The search giant unveiled a US$4.4 trillion plan Wednesday to reduce the US's dependency on fossil fuels and embrace alternative energy. The proposal would yield a net saving of US$1 trillion by 2030 and slash US carbon dioxide emissions by 48 percent, according to Google, which said it had been busy "crunching the numbers."
The plan involves weaning the US off of coal for producing its electricity and turning to wind, solar and geothermal power instead. It would also cut oil use in cars by 40 percent and use electricity for personal transportation. Google said its goal in announcing the plan, called Clean Energy 2030, was to stimulate debate.
"With a new Administration and Congress -- and multiple energy-related imperatives -- this is an opportune, perhaps unprecedented, moment to move from plan to action," the company said.
It's the latest and perhaps most ambitious attempt by Google to shape public policy. The company has already weighed in on issues like worker immigration, intellectual property law and net neutrality. Energy is further from its expertise, but Google has been hiring experts to help with the task, including the lead author of the proposal, Jeffery Greenblatt, a former scientist with the US Environmental Defense Fund.
It deals primarily with two areas -- electricity production and personal vehicles. The basics look like this:
Reduce energy use today: Naturally for Google, it starts with computers. Data centers and personal computers both can be operated much more efficiently, by unplugging PCs when they are not in use, for example. Building codes can be more aggressive, and "smart meters" in homes that give real-time pricing should encourage people to use less power. Pacific Gas & Electric is already installing such meters in northern California.

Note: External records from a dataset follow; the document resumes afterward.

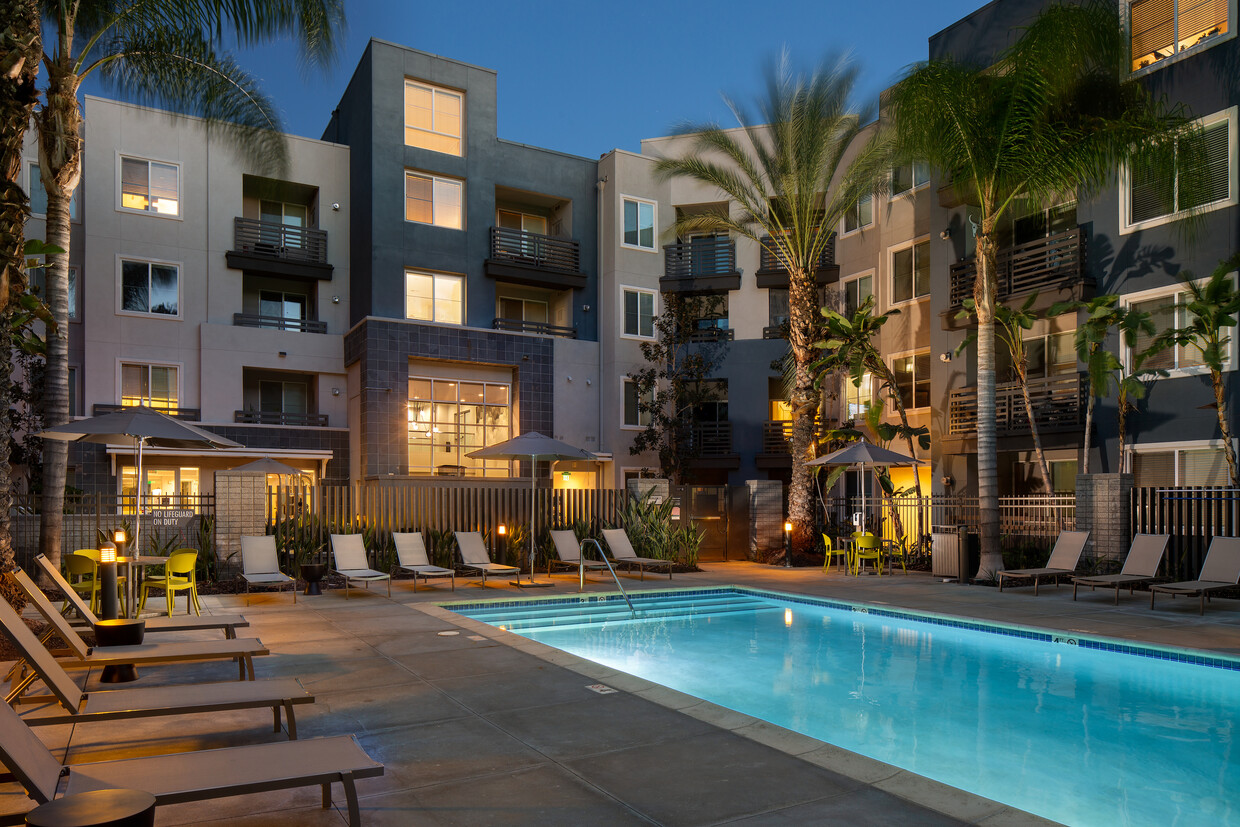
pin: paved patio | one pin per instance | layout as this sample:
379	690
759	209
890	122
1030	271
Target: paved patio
485	728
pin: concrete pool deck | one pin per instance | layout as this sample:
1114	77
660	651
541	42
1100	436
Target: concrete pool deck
482	727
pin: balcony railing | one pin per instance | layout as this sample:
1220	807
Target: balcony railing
279	418
189	414
540	327
279	322
1038	265
279	242
1058	406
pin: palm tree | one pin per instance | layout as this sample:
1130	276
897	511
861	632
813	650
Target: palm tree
786	181
1055	113
165	52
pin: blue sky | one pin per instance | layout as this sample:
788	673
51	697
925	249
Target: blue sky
587	77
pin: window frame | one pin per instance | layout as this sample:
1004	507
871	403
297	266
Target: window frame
624	311
434	179
654	217
1127	226
180	189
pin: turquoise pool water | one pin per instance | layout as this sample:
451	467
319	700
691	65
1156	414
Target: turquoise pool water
1079	730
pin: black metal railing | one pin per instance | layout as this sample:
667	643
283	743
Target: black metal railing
540	327
1058	406
279	322
279	418
1040	264
279	242
535	249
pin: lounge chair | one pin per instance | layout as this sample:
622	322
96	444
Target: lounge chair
191	776
621	552
1220	570
184	624
258	566
349	557
411	556
1141	566
568	554
474	556
241	650
145	702
1063	561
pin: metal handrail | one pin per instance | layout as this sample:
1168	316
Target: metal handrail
580	570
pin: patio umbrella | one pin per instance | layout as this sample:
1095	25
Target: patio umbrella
144	427
864	454
536	446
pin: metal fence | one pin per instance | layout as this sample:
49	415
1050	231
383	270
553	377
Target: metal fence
1193	516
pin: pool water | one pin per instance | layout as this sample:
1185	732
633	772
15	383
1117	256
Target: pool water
1079	730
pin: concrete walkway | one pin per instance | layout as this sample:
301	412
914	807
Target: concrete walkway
474	730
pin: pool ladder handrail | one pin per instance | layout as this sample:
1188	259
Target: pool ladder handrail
580	570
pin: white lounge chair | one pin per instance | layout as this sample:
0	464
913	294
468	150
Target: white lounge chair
1220	570
349	556
259	567
474	556
621	552
411	556
1141	566
1063	561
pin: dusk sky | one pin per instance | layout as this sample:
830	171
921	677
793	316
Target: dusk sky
587	77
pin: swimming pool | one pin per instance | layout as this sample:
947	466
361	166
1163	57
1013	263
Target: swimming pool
1081	730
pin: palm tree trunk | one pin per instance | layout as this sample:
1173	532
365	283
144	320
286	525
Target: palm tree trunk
985	290
60	151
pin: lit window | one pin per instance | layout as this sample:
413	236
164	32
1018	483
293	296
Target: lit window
639	223
434	296
639	313
1163	27
149	288
153	386
432	200
433	118
910	273
149	186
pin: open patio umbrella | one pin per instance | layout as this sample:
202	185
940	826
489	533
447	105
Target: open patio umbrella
864	454
536	446
143	427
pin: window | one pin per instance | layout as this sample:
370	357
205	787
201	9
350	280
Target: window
910	273
37	195
434	296
1150	201
150	186
636	406
432	200
433	118
1164	27
913	380
153	386
862	213
449	418
908	177
149	288
639	314
639	223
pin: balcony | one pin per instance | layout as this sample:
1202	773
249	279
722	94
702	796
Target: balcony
272	248
535	260
701	265
189	414
279	418
1058	407
771	272
1053	267
538	327
279	322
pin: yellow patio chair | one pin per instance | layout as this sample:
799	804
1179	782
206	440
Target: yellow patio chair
180	574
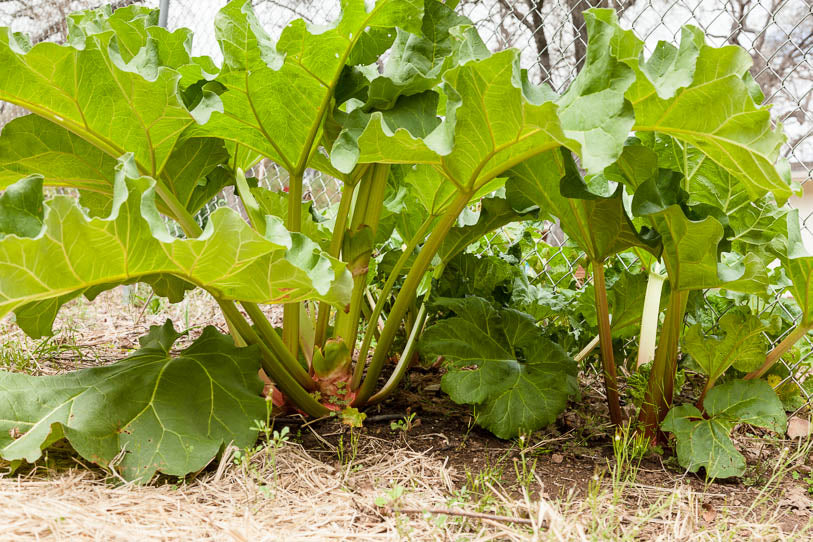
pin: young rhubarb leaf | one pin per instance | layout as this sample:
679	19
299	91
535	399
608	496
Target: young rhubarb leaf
151	412
416	62
598	224
704	441
500	362
276	204
741	344
229	258
276	97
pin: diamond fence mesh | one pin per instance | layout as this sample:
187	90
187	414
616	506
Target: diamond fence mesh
551	37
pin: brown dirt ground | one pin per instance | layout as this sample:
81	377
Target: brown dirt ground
332	483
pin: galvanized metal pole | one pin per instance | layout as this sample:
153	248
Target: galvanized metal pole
164	13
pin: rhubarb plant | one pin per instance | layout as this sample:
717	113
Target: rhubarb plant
436	142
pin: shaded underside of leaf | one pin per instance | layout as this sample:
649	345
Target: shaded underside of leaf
169	414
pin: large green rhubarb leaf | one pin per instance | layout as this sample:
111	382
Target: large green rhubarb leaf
704	441
741	344
91	88
276	97
229	259
21	208
495	119
676	83
416	62
119	86
598	224
151	412
500	361
691	245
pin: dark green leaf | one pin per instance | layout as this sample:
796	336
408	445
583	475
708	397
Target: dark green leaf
164	413
501	362
705	442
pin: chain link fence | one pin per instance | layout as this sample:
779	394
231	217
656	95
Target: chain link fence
551	37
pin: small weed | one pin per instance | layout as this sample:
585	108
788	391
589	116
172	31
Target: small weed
524	468
348	451
404	424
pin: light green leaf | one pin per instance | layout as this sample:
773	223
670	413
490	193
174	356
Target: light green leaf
501	362
229	258
599	225
21	208
705	442
416	62
593	110
32	144
494	213
741	344
276	204
673	85
275	100
117	105
798	265
489	125
691	247
169	414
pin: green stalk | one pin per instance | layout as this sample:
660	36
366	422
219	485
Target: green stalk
364	349
274	342
661	384
274	368
403	362
366	215
290	314
779	350
334	250
402	301
606	341
649	318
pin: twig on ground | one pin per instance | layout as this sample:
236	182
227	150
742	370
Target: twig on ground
462	513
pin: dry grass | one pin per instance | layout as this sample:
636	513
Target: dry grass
289	493
292	493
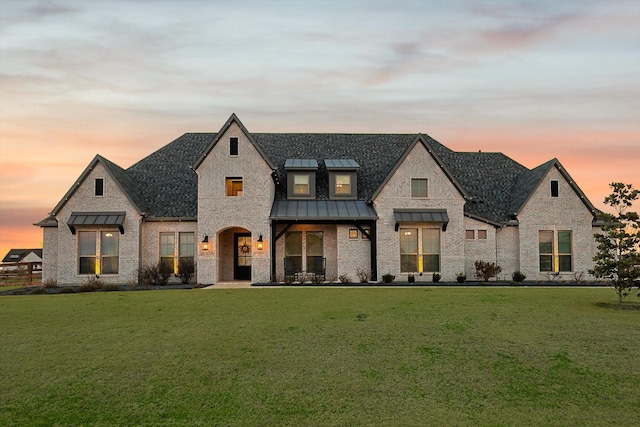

Electricity: The US today produces half its electricity from coal, 20 percent each from natural gas and nuclear energy, and 1.5 percent from oil. The plan would replace coal and oil with primarily wind, solar and geothermal energy (using heat from inside the earth). It calls for keeping electricity demand at today's level, which would lop 30 percent off the projected demand in 2030. Onshore and offshore wind would account for a further 29 percent of demand, solar 12 percent and geothermal 15 percent. Nuclear, hydro and natural gas would make up the rest.